Garçons robôs, a solução
Quem também não esconde o sorriso no rosto é Luis Pereira Ferreira, dono e gerente da padaria. Isso porque, além da mídia gratuita e orgânica trazida pela família Virgulino, o empresário viu uma saída na automatização para a falta de mão de obra, a qual enfrenta desde a pandemia de covid-19. “Estamos com 20 vagas abertas na nossa loja, em todos os setores, padaria, confeitaria, atendimento, cozinha, manobristas, e não estamos conseguindo [preenchê-las]”, detalhou.
Em conversa com um amigo que importa tecnologia da China, Ferreira soube dos robôs que, a princípio, utilizados em hospitais. Ele topou realizar um teste com um deles. “Adorei, os funcionários adoraram. Hoje, estamos com três”, comemorou Ferreira.
Segundo Ferreira, a intenção de automatizar parte do serviço era destinada à limpeza das mesas: “Aí, quando eu me deparo no segundo dia, os atendentes já estavam mandando os produtos para os clientes. Falei: ‘Meu, mas era só para a gente fazer o recolhe.’ ‘Ah, senhor, mas é tão simples, né?’ E aí começaram a mandar para as mesas.”

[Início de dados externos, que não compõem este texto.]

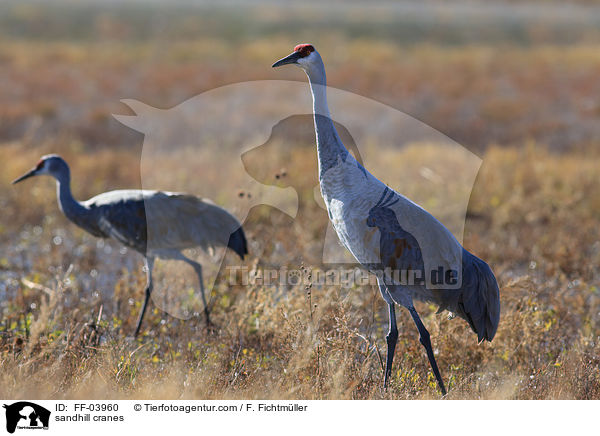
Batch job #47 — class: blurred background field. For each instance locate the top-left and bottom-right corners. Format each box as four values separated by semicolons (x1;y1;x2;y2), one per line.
0;1;600;399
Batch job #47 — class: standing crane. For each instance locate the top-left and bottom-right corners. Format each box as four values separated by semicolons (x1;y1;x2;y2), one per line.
273;44;500;395
12;154;248;336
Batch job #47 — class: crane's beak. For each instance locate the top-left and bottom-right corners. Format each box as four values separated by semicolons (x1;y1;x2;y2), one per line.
273;52;300;68
12;168;37;185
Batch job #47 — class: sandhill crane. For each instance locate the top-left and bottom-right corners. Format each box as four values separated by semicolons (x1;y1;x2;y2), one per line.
12;154;248;336
273;44;500;395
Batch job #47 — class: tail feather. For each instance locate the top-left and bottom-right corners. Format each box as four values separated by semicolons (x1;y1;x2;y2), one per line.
457;250;500;342
227;227;248;260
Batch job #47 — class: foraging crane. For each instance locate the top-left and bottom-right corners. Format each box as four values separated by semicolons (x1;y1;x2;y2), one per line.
273;44;500;395
12;154;248;336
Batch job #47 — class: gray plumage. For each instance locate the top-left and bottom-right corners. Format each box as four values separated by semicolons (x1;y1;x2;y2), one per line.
13;155;248;335
273;44;500;395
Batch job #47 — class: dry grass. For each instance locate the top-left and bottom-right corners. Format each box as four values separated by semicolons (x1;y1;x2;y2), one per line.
0;2;600;399
0;139;600;398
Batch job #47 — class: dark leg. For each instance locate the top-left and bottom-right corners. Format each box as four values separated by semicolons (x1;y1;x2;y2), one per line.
134;257;154;337
408;307;446;395
181;254;212;327
383;303;398;389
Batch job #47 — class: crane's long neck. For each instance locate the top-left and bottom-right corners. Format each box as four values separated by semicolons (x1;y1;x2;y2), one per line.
56;170;89;225
306;62;348;180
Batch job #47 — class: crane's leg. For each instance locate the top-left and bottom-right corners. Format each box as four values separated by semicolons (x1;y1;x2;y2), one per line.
383;303;398;389
408;306;446;395
377;278;398;389
134;257;154;337
180;253;212;328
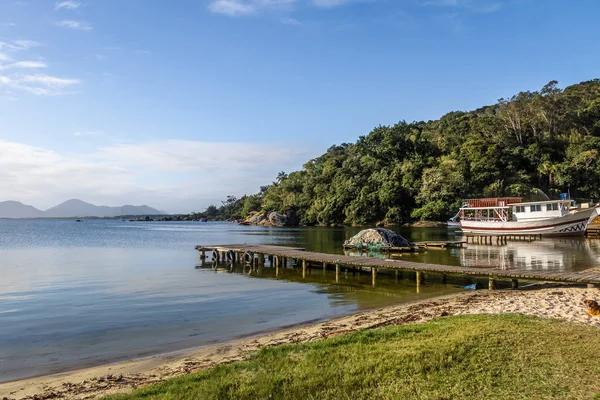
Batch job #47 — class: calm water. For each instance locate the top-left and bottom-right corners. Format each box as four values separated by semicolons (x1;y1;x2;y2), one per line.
0;220;600;381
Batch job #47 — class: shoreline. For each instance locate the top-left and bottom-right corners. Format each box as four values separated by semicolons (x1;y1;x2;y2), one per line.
0;285;600;400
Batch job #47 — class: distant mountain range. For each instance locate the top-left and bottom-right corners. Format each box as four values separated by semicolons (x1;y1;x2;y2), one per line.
0;199;166;218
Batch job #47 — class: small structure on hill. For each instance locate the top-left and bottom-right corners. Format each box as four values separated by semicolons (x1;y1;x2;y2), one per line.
344;228;418;252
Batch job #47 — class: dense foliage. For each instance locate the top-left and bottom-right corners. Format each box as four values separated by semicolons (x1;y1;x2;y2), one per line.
199;79;600;225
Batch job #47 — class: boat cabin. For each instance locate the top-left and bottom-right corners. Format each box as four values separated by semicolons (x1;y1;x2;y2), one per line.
459;197;573;222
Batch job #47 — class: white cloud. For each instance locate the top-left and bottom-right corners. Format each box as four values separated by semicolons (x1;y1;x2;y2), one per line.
281;17;302;26
20;75;79;88
54;1;81;10
0;74;80;96
0;40;80;99
423;0;502;13
208;0;298;17
56;19;93;31
313;0;352;8
0;140;314;212
0;60;48;71
0;40;41;51
208;0;256;17
208;0;364;17
73;131;104;137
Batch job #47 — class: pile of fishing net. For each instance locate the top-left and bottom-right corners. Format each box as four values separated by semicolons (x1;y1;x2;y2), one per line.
344;228;415;251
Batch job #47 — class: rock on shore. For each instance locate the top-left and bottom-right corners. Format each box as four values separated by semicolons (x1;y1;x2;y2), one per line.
241;211;291;226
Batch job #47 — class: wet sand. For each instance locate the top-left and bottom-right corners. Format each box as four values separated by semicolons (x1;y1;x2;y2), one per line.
0;285;600;400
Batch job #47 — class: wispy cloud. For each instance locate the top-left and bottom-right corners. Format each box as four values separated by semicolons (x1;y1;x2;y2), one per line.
0;40;42;51
20;74;79;88
423;0;502;13
0;40;80;98
73;131;104;137
0;139;314;212
208;0;257;17
281;17;302;26
0;60;48;71
54;1;81;10
208;0;366;17
312;0;353;8
55;19;93;31
0;74;80;96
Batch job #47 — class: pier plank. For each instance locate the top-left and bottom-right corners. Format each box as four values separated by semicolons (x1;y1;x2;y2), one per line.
196;244;600;284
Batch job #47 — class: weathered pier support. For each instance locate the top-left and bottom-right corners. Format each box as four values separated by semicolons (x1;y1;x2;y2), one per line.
196;245;600;290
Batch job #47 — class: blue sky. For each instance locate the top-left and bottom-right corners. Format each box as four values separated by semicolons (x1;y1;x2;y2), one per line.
0;0;600;212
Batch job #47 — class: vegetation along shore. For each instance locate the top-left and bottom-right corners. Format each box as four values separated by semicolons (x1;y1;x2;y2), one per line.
190;79;600;225
0;286;600;400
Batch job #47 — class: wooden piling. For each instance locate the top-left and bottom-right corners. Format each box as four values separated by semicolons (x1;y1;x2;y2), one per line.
371;267;377;287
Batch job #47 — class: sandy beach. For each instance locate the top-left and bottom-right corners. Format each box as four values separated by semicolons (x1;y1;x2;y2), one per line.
0;285;600;400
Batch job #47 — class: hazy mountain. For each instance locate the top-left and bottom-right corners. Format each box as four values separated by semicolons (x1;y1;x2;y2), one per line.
0;199;166;218
0;201;44;218
44;199;164;218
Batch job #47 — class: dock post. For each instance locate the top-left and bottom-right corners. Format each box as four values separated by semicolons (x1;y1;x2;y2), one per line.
371;267;377;287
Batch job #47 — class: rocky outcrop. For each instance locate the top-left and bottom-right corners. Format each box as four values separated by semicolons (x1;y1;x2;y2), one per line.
344;228;415;248
241;211;294;226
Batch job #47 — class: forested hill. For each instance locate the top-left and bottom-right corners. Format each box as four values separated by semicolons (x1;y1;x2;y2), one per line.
200;79;600;225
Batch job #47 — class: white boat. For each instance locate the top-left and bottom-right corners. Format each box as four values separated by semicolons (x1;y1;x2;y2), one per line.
459;197;598;236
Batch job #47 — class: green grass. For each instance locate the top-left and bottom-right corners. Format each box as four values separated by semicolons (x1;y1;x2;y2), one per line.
107;315;600;400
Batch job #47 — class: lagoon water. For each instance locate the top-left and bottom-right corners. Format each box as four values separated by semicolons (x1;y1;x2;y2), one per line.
0;220;600;382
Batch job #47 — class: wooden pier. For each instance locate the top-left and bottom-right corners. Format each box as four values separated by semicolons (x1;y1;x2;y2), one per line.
196;244;600;290
585;220;600;238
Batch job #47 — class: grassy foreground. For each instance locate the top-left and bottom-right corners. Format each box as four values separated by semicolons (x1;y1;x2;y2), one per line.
107;315;600;400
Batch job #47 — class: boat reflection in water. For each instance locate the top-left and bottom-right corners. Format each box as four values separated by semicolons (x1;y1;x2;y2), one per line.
457;239;600;272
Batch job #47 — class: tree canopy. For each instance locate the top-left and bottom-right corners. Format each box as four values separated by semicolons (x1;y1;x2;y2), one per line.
198;79;600;225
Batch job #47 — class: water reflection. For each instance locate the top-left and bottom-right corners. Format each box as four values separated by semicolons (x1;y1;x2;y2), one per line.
458;239;600;272
196;262;463;310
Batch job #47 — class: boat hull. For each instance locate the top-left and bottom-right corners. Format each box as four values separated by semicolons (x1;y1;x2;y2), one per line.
460;207;598;236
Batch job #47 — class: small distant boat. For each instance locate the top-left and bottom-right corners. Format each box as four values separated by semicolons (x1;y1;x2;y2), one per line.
458;194;598;236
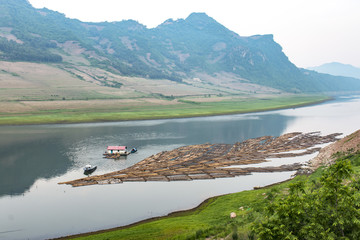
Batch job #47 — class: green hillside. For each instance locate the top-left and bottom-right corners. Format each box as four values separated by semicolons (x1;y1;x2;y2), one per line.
0;0;360;93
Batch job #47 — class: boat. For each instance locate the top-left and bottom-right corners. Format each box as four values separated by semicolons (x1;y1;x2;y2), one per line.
83;164;97;175
104;146;129;156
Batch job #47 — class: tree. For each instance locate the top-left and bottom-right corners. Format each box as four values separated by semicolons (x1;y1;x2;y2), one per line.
253;158;360;239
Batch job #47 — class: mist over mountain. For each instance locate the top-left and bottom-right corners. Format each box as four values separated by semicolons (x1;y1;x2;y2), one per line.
0;0;360;93
308;62;360;79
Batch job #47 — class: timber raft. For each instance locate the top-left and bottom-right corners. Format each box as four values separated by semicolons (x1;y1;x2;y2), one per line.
59;132;341;187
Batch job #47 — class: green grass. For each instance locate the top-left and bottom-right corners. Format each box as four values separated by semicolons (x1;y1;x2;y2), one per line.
0;96;328;125
67;153;360;240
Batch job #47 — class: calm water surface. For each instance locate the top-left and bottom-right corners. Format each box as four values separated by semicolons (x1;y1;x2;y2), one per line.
0;96;360;239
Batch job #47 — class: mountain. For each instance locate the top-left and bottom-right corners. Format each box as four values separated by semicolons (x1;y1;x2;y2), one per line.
0;0;360;93
308;62;360;79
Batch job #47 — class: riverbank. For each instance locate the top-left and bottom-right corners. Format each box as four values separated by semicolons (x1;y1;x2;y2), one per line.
58;131;360;240
0;95;331;125
59;132;341;187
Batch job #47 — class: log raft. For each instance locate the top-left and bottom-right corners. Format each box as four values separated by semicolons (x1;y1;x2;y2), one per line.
59;132;341;187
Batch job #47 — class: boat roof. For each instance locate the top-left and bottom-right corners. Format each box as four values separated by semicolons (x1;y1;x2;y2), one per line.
107;146;126;150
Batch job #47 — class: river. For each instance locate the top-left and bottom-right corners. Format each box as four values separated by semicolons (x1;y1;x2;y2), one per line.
0;96;360;240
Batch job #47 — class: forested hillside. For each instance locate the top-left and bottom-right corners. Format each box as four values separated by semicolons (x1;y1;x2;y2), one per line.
0;0;360;93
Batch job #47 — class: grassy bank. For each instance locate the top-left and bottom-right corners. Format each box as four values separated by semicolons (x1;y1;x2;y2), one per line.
56;152;360;240
0;95;329;125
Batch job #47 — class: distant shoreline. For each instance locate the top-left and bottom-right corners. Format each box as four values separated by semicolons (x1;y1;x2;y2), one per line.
0;96;333;126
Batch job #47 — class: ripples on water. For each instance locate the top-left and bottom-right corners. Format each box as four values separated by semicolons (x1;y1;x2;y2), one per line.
0;97;360;239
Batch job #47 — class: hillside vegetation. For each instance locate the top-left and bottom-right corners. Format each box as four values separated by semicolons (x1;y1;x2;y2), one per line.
0;0;360;124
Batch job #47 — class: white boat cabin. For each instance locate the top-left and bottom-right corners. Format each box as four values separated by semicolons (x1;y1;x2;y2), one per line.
107;146;127;154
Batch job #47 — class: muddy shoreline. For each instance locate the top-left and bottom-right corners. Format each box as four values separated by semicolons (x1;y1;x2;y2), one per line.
59;132;341;187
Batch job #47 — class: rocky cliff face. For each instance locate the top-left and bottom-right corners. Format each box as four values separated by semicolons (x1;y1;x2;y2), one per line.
0;0;360;93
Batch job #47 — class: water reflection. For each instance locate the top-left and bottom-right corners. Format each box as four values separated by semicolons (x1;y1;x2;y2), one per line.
0;114;293;196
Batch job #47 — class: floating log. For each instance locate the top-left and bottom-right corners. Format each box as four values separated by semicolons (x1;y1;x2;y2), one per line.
60;132;341;187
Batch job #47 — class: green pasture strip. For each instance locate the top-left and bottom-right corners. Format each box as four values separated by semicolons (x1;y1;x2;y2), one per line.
66;153;360;240
0;96;328;125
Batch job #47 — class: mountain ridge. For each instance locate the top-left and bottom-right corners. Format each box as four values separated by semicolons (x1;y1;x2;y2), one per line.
0;0;360;93
308;62;360;79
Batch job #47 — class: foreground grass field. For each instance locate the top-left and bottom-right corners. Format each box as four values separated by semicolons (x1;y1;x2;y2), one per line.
0;95;328;125
62;152;360;240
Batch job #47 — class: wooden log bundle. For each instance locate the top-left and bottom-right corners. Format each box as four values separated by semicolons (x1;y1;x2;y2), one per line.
59;132;341;187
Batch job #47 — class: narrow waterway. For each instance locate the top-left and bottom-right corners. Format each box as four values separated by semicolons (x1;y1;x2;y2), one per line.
0;94;360;239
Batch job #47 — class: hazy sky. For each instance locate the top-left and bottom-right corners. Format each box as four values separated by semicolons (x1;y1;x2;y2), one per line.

O empresário acrescenta que cada garçom robô consegue atender quatro mesas diferentes. “Ele tem sensores: assim que a pessoa retira o produto da bandeja, ele percebe que tirou o produto, agradece e vai para a próxima em sequência.” No último mês, por exemplo, um dos Virgulinos rodou 37 km na padaria, com um total de 184 mil entregas. “É o que mais trabalha”, brinca o gerente.
Garçon robôs x garçons humanos
Apesar do entusiasmo com a tecnologia, Ferreira acredita que uma máquina jamais substituirá o ser humano. “Em todos os ramos, a gente precisa do atendimento humano. Nós gostamos, a pessoa tem que ser atendida, tem que ter as pessoas”, esclarece. “O robô vem, sim, complementar a mão de obra da gente, auxiliar os nossos colaboradores.”
Elizabete Delmondes, de 50 anos, é exemplo da importância do fator humano nas relações com clientes. Afinal, a “gentil” atendente mencionada no início da matéria também recebeu a reportagem do Terra com estima e é só elogios aos novos companheiros de salão: “Como a gente está com pouco funcionário, ajudam bastante. Enquanto ele leva os pratos até a pia, eu já vou para outro atendimento. Ao invés de duas ou três vezes numa mesa, faço esse processo de uma vez só.”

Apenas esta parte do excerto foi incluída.